É preciso construir a resistência
AndESpecial*

 

Vem aí mais uma temporada de caça aos direitos dos trabalhadores. Às vésperas das eleições gerais, já não há dúvidas de que as reformas neoliberais serão retomadas e com muito mais intensidade. Basta acompanhar os noticiários para perceber que está a caminho mais um verdadeiro rolo compressor.

O objetivo desses ataques é reduzir as despesas correntes do Estado com maior privatização de serviços como saúde, educação e previdência e, supostamente, aumentar a competitividade da produção brasileira.

O cenário aponta grandes dificuldades para os trabalhadores, aí incluídos os professores da educação pública. Por isso, a organização sindical assume papel dos mais importantes para a defesa de direitos, para evitar que, mais uma vez, paguemos a conta da crise que não foi criada pelos que vivem de seu trabalho. A ilusão das saídas individuais somente tem servido para enfraquecer a única via capaz de reverter esse quadro: a unidade solidária dos trabalhadores.

O ANDES - Sindicato Nacional e seus sindicalizados não vão esperar para ver. É preciso preparar as ações de resistência. É preciso construir unificadamente as campanhas salariais, aglutinando forças em fóruns que enfrentam as reformas, reerguendo o Fórum Nacional em Defesa da Escola Pública e a CNESF.

 

É preciso preparar-se para uma ampla jornada de lutas que deverá se desenvolver em 2007 como aponta a CONLUTAS.

Direitos dos trabalhadores na mira

Duas reformas são apresentadas como prioritárias, e devem ser realizadas pelo próximo governo: uma terceira reforma da previdência e a reforma trabalhista. Para Delfim Neto, “só o Lula pode produzir essas duas reformas porque o trabalhador acredita nele” (FSP, 26/8/06).
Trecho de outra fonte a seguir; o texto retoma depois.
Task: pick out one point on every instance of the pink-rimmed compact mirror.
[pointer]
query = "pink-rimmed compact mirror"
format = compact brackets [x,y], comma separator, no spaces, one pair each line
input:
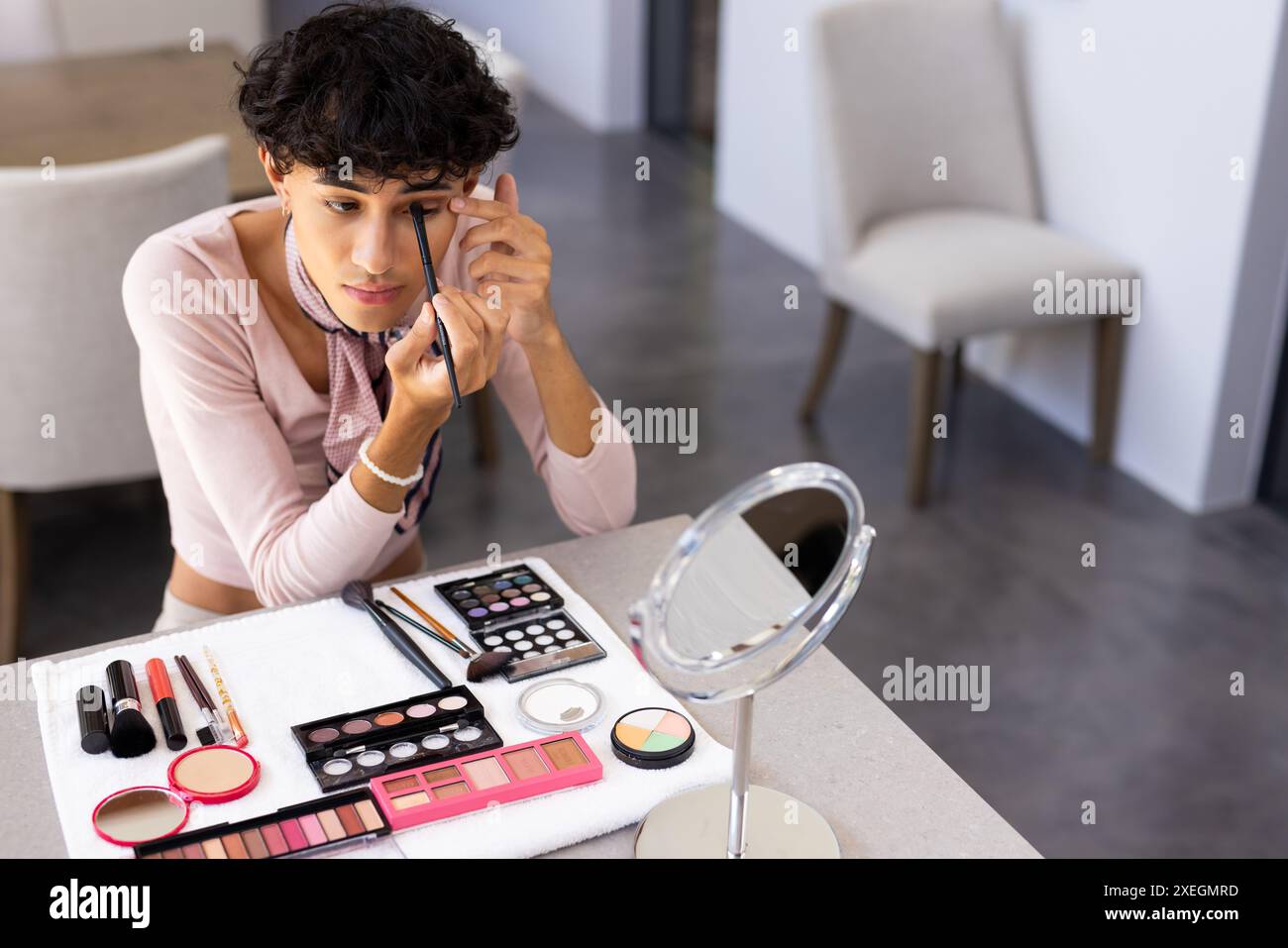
[213,775]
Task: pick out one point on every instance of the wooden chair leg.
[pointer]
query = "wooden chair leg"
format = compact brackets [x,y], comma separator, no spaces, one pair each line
[487,453]
[925,385]
[833,337]
[1108,372]
[13,572]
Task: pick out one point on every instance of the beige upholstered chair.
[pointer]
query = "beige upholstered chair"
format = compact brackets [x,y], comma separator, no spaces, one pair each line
[928,200]
[71,414]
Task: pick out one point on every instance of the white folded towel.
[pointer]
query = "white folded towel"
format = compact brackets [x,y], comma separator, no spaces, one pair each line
[309,661]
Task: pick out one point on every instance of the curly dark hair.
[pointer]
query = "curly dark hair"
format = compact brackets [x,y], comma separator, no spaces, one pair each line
[394,89]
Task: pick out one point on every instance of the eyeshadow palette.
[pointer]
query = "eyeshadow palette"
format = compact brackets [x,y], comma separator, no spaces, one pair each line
[476,782]
[301,830]
[348,750]
[540,644]
[485,600]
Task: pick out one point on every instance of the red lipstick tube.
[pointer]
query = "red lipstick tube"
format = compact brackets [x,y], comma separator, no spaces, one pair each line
[159,681]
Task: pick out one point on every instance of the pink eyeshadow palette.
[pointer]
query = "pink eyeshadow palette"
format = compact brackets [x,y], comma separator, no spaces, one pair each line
[501,596]
[540,644]
[344,751]
[472,784]
[301,830]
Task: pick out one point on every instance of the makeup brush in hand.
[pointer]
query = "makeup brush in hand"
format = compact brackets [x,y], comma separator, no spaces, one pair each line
[132,734]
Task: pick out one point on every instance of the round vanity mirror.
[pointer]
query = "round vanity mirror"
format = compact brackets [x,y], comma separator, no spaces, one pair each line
[747,592]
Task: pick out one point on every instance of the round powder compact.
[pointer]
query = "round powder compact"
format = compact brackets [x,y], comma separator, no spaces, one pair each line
[559,704]
[652,738]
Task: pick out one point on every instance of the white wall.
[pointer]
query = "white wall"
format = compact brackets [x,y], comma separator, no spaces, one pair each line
[1132,146]
[764,136]
[585,56]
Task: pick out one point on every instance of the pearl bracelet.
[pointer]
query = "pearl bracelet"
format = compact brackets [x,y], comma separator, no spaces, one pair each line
[384,475]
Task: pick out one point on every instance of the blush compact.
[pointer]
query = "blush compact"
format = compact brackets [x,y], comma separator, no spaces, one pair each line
[652,738]
[559,704]
[213,775]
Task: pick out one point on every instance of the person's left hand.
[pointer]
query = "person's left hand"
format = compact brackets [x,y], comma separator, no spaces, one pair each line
[514,272]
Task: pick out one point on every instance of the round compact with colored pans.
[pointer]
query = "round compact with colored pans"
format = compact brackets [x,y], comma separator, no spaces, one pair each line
[653,738]
[213,775]
[559,704]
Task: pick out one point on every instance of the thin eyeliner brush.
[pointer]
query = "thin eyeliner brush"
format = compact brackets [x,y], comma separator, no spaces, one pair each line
[481,664]
[417,220]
Interessa, portanto, não apenas reduzir ireitos dos trabalhadores, mas fazê-lo de forma a parecer que as medidas os beneficiarão. Imagina-se que haverá mais trabalhadores com carteira assinada se for aumentado o tempo para aposentadoria, reduzido o valor dos benefícios, reduzindo as contribuições patronais, flexibilizando férias, décimo terceiro salário e outros direitos. No âmbito do serviço público, devem ser aumentadas as terceirizações, a contenção dos valores dos salários e haverá mais perdas de direitos, como se evidenciou nas medidas provisórias recentemente convertidas em leis que obrigam servidores a assinar termos de opção em que abrem mão de algumas vantagens remuneratórias, de tempo de serviço e, até mesmo, de ações judiciais que reclamam direitos, para aderir a novas carreiras.

Sindicatos combativos ameaçados

Para facilitar a destruição dos direitos conquistados pela classe trabalhadora e reduzir o poder de pressão dos sindicatos, será retomada também a reforma sindical. O governo não logrou a aprovação das medidas provisórias nºs 293 e 294, que tratam das centrais sindicais e da criação do Conselho Nacional de Relações de Trabalho, mas deverá voltar à carga após as eleições, com novas propostas para conter a capacidade e a organização dos trabalhadores. Então, às nossas prioridades, soma-se a defesa do nosso direito de reivindicar e de lutar.

Milhões para juros das dívidas

Enquanto isso, a dívida pública cresce desenfreadamente na esteira das altas taxas de juros, com o governo rolando cerca de R$40 bi em títulos a cada mês e da qual pouco se fala.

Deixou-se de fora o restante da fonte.